Example 1 - Calculate Tank capacity

Assume we are trying to determine the capacity of a rectangular water-tank. Further, we know the length/width/depth measurements, but they are all in different units. With other programs, we would have to convert each measurement before performing the simple capacity calculation. Worse still, most programs would force us to navigate a series of cascading menu-selections before even stumbling across the units you want. With Univerter however, just type what what you have in one simple equation...

Since inches, centimeters, and feet are all predefined units, Univerter automatically understands your equation and does conversions on the fly. Using Univerter we're done in a fraction of the time that we would have spent searching for just the right units-combination with those other programs.

Example 2 - Complex Pressure Calculation

In this next example, we're trying to calculate pressure. Although we want the answer to be in inches of Mercury, the measurements were made in a variety of different units.

With Univerter, this isn't a problem. If we had made a mistake and the input equation didn't equate to pressure, Univerter would alert us to the problem.

Notice also that the output was formatted for three decimal places -- Univerter will format your results almost any way you want.

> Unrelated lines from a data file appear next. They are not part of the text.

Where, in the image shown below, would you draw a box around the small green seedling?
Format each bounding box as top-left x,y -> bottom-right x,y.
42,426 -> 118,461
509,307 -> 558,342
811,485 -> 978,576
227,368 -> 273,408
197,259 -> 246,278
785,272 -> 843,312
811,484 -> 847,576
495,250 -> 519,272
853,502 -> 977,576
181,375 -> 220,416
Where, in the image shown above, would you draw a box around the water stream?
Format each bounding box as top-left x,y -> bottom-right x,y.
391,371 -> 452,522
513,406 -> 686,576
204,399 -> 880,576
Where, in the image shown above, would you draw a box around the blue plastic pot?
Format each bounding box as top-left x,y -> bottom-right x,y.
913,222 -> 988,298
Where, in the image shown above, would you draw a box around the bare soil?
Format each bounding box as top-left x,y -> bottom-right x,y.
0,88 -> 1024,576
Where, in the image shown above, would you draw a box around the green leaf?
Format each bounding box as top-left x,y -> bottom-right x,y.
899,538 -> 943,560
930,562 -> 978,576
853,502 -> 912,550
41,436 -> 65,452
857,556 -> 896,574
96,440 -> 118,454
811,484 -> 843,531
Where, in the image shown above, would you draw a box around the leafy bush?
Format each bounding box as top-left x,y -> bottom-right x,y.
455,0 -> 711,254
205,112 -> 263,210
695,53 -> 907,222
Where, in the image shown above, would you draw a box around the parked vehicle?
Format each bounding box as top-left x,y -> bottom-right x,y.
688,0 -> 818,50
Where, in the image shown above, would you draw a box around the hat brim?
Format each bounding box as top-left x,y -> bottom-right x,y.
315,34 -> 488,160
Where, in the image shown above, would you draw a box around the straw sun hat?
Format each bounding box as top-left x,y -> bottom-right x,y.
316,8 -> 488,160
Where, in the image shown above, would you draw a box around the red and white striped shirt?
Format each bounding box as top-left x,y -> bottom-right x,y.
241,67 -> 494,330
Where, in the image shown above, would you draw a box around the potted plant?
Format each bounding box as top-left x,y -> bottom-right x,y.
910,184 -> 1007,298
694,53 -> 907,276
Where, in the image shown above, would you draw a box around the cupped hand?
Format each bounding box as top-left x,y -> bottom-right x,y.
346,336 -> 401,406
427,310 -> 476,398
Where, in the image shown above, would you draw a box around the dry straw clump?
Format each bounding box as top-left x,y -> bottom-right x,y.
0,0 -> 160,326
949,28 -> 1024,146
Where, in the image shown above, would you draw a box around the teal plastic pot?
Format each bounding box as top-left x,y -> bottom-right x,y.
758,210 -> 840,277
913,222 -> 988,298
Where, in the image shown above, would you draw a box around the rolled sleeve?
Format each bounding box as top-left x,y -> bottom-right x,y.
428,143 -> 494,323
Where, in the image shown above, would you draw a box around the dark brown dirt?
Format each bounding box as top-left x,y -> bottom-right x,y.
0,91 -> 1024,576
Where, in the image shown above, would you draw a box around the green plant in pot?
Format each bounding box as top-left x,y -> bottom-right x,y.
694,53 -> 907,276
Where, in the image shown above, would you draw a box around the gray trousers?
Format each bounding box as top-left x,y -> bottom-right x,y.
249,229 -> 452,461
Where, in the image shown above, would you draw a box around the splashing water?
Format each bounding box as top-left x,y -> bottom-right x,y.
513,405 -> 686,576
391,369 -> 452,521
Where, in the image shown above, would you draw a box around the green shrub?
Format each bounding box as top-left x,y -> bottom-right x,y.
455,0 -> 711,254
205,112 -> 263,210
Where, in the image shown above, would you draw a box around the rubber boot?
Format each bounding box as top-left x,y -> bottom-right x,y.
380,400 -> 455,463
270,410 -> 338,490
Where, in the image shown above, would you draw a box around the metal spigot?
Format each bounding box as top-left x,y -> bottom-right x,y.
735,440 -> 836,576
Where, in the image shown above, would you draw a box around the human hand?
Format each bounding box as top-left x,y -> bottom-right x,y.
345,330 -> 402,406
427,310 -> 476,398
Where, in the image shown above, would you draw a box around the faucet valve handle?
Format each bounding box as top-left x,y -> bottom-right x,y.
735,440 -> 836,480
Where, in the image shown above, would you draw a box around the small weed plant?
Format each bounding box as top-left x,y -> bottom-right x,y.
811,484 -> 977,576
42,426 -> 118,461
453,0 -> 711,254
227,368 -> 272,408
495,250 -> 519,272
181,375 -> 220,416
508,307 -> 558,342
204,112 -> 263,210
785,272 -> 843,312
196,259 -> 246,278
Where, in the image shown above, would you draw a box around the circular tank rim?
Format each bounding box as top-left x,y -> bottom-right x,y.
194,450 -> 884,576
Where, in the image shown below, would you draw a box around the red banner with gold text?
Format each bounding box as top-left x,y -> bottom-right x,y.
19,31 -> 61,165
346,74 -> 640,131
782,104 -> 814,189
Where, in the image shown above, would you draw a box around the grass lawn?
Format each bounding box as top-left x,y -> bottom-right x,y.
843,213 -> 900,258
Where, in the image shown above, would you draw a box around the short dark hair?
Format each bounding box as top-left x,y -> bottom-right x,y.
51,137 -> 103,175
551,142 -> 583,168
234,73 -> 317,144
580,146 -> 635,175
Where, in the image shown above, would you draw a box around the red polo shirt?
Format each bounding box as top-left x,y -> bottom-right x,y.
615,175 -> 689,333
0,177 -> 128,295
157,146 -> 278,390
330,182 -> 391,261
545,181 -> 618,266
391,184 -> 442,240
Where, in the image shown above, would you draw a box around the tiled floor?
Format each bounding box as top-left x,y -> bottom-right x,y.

Example 3 - Dimensional Analysis

In this example, we want to calculate how much power would be required to lift a 125 pound mass at a constant rate of 4 feet per second. Univerter will not only let you type variables in whatever units you choose, it will also let you know what you’ve typed. Let the cursor hover for a moment over either the input or output field, and a small window will pop up to identify the units group your equation describes.

In this figure, the input is being identified as "Power" (or "Radiant Flux"). The window also displays the base units (metric) that your equation could be ‘distilled’ into.

Example 4 - Motor Torque

Given a 2.5 horsepower air motor, what's that most torque you could expect if the motor runs at a constant 2250 RPM?

Let's perform this solution step by step...

Start with the knowledge that force times distance is energy, and that energy per unit of time is power.
As shown in the diagram to the left, a force "F" applied tangentially to a rotational shaft at a distance "r" from the center of rotation acts over a distance of 2 × pi × r (the circumference) for each revolution. Thus the energy spent per revolution is (F×2×pi×r). Since we have the "Energy" part of the equation, all we have left is to divide by time to get power.

Taking RPM and dividing by revolutions leaves "per minute". If we multiply the energy part of the equation by RPM/Rev we now have a result that is units of power.

Now that we've derived the basic equation, we can simply rearrange the variables so that each side of the equation is force times distance (i.e. torque):
F×r = HP / (RPM/Rev) / (2×pi)

Enter the new equation -- with supplied values -- as shown above and request the answer in foot × pounds. Of course you need to use "lbf" (pounds-force) rather than "lb" which is a unit of mass, not force. If you change the Output Units to "Newton×meter" you'll have your answer in metric units.